While environmental groups have long touted going green to conserve resources and reduce carbon footprints, is it also possible to save money by adopting green measures throughout the supply chain? While every industry has unique needs and circumstances requiring consideration, the bottom line is that, with proper green measures in place, organizations can realize greater long-term profits.
RBC Royal Bank, in an article providing a wealth of information supporting the move toward greening the supply chain, mentioned several important points. The article argued that organizations and individuals are increasingly paying more attention to the behaviors of companies to ensure green practices are employed.
Regulators, as an example, are scrutinizing the practices of organizations and individuals to pinpoint areas where green measures can reduce the amount of waste channeled to landfills. Measures to control the amount of electronic waste are routinely being targeted.
The RBC publication also points to the bottom line benefits of electing to take advantage of green supply chain options. Even when the green option is more expensive initially, the total life cycle expense is often lower. Companies must also consider whether or not the product is recyclable at the end of its useful life as part of the sustainability issues organizations are facing.
Consumers are also becoming more environmentally conscious, overtly seeking providers of services and products designed to have a reduced impact on the environment throughout the product’s supply chain. Not only are consumers demanding information on the company producing a specific product, they also want data on upstream suppliers to ensure the entire supply chain is aware of and actively dealing with sustainability issues.
Alternatives Journal, in a January 15, 2015, article, discussed the changing landscape of waste reduction issues within supply chains. The article pointed out that for years it was primarily non-governmental organizations (NGOs) that were attuned to issues directly related to green practices. Now, companies like Coca-Cola are facing the necessity of greening their supply chain. Other industry articles refer to the efforts of companies like Frito Lay Canada and the Marriot hotel chain to significantly reduce waste throughout their supply chains.
The RBC article describes Frito Lay Canada’s goal of reducing its fleet tailpipe emissions by 50 percent no later than 2020 by adopting newly developed emission reduction practices. Marriot, by purchasing goods using recycled materials, is eliminating tonnes of plastic being dumped into area landfills. While each of these goals is worthy of mention, there are undoubtedly additional options for further reducing wastes in those organization’s supply chains.

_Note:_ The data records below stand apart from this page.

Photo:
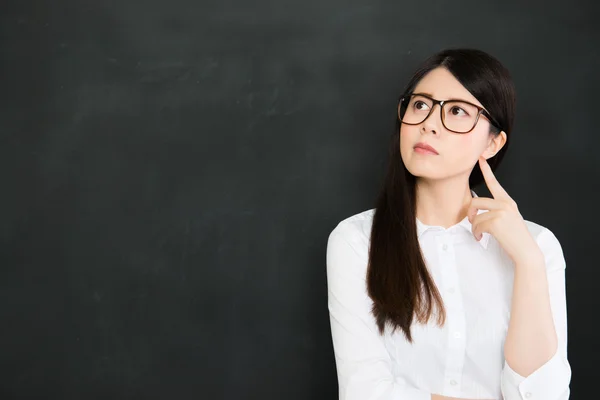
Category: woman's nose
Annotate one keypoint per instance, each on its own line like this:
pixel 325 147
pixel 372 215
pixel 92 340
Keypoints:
pixel 433 122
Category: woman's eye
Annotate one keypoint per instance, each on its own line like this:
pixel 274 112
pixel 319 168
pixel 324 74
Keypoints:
pixel 458 111
pixel 419 105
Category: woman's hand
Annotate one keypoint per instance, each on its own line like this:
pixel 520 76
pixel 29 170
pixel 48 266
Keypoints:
pixel 502 220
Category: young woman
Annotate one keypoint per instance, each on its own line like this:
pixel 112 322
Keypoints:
pixel 436 293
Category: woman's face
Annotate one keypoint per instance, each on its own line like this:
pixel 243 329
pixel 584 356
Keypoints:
pixel 457 153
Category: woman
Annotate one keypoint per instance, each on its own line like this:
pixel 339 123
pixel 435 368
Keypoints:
pixel 436 293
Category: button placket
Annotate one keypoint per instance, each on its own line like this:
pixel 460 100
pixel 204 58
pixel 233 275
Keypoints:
pixel 455 322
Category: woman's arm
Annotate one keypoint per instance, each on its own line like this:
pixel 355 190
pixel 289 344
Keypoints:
pixel 535 349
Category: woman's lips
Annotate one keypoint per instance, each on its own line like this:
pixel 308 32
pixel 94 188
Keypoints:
pixel 423 148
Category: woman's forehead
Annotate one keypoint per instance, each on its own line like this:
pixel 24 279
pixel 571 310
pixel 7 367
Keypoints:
pixel 442 85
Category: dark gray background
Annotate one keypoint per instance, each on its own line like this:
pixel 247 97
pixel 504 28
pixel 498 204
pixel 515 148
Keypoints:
pixel 171 170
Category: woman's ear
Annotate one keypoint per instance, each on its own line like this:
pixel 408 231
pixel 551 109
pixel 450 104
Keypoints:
pixel 496 143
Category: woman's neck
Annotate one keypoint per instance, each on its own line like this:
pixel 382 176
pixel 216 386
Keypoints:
pixel 442 203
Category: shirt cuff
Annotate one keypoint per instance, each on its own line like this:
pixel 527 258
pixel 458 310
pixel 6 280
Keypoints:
pixel 549 382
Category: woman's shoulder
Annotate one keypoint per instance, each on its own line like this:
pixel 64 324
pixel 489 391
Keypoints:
pixel 355 229
pixel 548 243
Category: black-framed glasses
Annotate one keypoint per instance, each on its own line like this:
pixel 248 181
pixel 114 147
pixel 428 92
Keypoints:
pixel 457 116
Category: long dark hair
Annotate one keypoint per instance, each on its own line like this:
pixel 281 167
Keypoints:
pixel 398 281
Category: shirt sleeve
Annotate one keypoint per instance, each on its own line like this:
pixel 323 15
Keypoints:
pixel 551 381
pixel 364 366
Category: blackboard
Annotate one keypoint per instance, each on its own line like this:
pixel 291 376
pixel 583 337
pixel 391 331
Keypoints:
pixel 171 170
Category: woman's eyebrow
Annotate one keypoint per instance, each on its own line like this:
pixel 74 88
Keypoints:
pixel 452 99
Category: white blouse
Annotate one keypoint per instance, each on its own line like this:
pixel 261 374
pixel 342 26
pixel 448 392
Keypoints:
pixel 464 358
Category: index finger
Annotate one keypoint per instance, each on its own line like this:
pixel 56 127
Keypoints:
pixel 490 180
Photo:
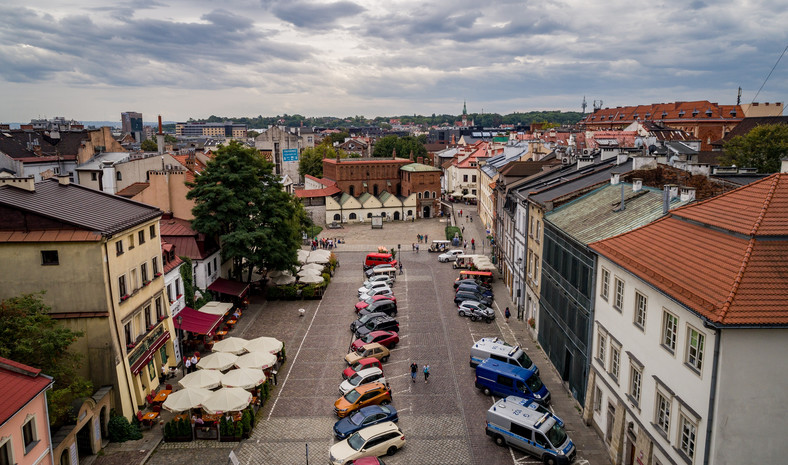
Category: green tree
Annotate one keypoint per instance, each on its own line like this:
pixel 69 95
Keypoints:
pixel 240 200
pixel 149 145
pixel 29 335
pixel 761 148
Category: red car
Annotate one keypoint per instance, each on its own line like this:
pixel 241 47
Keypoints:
pixel 365 303
pixel 360 365
pixel 387 339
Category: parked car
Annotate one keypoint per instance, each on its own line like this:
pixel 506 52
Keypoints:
pixel 387 339
pixel 476 311
pixel 367 350
pixel 449 256
pixel 364 417
pixel 384 323
pixel 366 394
pixel 369 375
pixel 381 439
pixel 366 302
pixel 360 365
pixel 462 296
pixel 475 288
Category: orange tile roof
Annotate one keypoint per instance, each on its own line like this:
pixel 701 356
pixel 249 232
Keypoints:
pixel 723 258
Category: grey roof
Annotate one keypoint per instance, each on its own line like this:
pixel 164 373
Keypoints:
pixel 79 206
pixel 596 215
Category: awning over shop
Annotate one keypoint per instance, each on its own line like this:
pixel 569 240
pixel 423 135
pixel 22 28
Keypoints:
pixel 197 322
pixel 233 288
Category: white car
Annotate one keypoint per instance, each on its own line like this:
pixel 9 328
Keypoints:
pixel 372 441
pixel 450 255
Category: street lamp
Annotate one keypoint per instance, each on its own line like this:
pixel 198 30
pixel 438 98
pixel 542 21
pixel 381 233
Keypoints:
pixel 180 343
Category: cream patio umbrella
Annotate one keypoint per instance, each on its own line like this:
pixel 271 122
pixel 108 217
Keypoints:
pixel 264 344
pixel 226 400
pixel 244 378
pixel 261 360
pixel 207 379
pixel 232 345
pixel 186 399
pixel 217 361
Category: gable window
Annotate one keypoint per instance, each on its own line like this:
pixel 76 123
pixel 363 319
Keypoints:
pixel 670 325
pixel 640 310
pixel 604 284
pixel 695 343
pixel 49 257
pixel 618 302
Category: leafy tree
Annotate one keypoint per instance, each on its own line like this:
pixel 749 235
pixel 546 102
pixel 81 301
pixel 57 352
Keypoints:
pixel 29 335
pixel 240 200
pixel 761 148
pixel 149 145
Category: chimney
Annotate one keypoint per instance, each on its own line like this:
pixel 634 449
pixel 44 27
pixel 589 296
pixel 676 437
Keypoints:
pixel 687 194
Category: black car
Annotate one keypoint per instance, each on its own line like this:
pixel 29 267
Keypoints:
pixel 462 296
pixel 378 323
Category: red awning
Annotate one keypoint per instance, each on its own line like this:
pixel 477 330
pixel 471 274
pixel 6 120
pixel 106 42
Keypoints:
pixel 197 322
pixel 225 286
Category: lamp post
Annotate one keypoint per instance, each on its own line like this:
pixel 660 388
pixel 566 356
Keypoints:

Savings can be realized throughout virtually any organization’s supply chain. Those savings can occur upstream, but many practices are designed to reduce energy costs and other expenses both in-house and downstream. Even taking relatively simple steps, like encouraging the use of electronic payments instead of relying on paper statements, reduces the amount of energy required for operations. Costs for paper production and distribution, as an example, are greatly reduced when organizations become proactive with their green practices.
While every industry’s supply chain requirements are different, analyzing the components with the goal of becoming greener is the first step to saving both natural resources and money. That includes a careful examination of the net costs (or savings) for employing sustainable, green practices at each step of the manufacturing or service delivery process. Current practices often prove more costly, in the long run, than adopting green supply chain practices.